Nous dînons et le sujet à table est le Fado. Carla nous parle de ses rêves d'enfants de devenir chanteuse comme Dulce Pontes. Une grande chanteuse portugaise dont la voix a été comparée à plusieurs reprises aux plus grandes "Fadista" telle que Amalia Rodrigues. Mais ce songe s'est très vite brisé avec le temps, car elle s'est rendue compte en grandissant qu'elle n'avait pas du tout l'étoffe pour ça.

Et c'est à ce moment là que la propriétaire des lieux nous informe :

— Silence ! Le Fado va être chanté !

Et toute la pièce se meurt dans un silence, jusqu'à se retrouver presque dans l'obscurité, seules les bougies posées sur les tables éclairent le lieu. Puis, l'instant d'après, un petit coin plus feutré s'éveille à nous, avec la première note de musique des deux guitares portugaises qui accompagnent la belle « Fadista ».

L'émotion me gagne aux premières paroles de la chanteuse, elle vit sa chanson en direct, elle est comme transportée, et nous porte avec elle. J'en ai des frissons. Cela me fait ressentir une grande mélancolie, une tristesse qui est démontrée par les larmes qui coulent le long de mon visage que j'ai tant de mal à retenir. « Saudades », c'est le mot qui exprime le mieux ma vie d'aujourd'hui. Le manque de mes proches, de ma vie d'avant, des moments de joies où tout était bien, où je me sentais moi... Où je vivais.
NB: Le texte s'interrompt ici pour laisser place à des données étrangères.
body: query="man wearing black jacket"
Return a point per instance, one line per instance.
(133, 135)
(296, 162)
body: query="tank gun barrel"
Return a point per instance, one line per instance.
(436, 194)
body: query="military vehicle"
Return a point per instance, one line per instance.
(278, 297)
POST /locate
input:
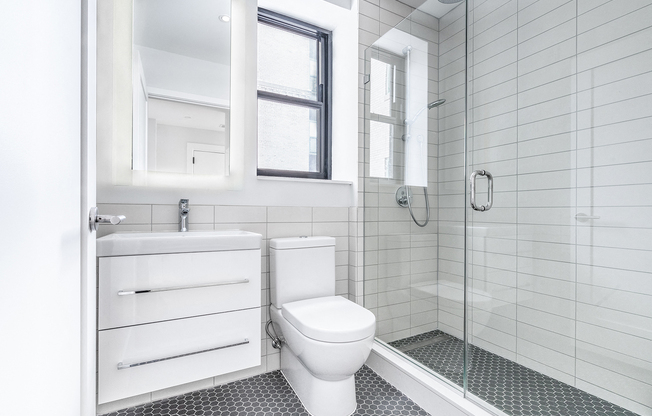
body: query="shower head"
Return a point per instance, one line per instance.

Tout ce que cette cantatrice raconte dans sa chanson me bouleverse et pointe mon cœur de plein fouet. Elle réveille en moi la souffrance enfouit tout au fond de mon âme. Je me raccroche à quelque chose sur la table afin de ne pas entièrement sombrer. Je le serre au point que ma vie en dépende et me retiens de me noyer dans les paroles de la chanson.

Est-ce qu'un jour, la douleur disparaîtra ?

Je donnerais tout ce que j'ai pour revenir en arrière, pour profiter tout en chérissant chaque instant passé avec les miens. J'ai mal et j'aimerais que tout cela s'arrête pour de bon.

Encore aujourd'hui, j'ai beaucoup de peine à refaire surface, je ne fais que d'aller d'un endroit à un autre, sans me soucier de vivre. Je me contente d'être ce que je suis, une âme errante. J'étais pourtant convaincue que tout allait s'arranger lorsque j'ai débarqué dans ce pays, mais c'était sans compter sur l'affliction que j'ai apportée jusqu'ici dans mes bagages. Je suis encore loin d'avoir entièrement fait mon deuil. Il est vain de croire que tout va se réparer comme par magie, car nous l'avons décidé. Ça mettra sûrement des mois, même énormément de temps, mais ce n'est pas impossible. C'est du moins ce que je me répète en boucle.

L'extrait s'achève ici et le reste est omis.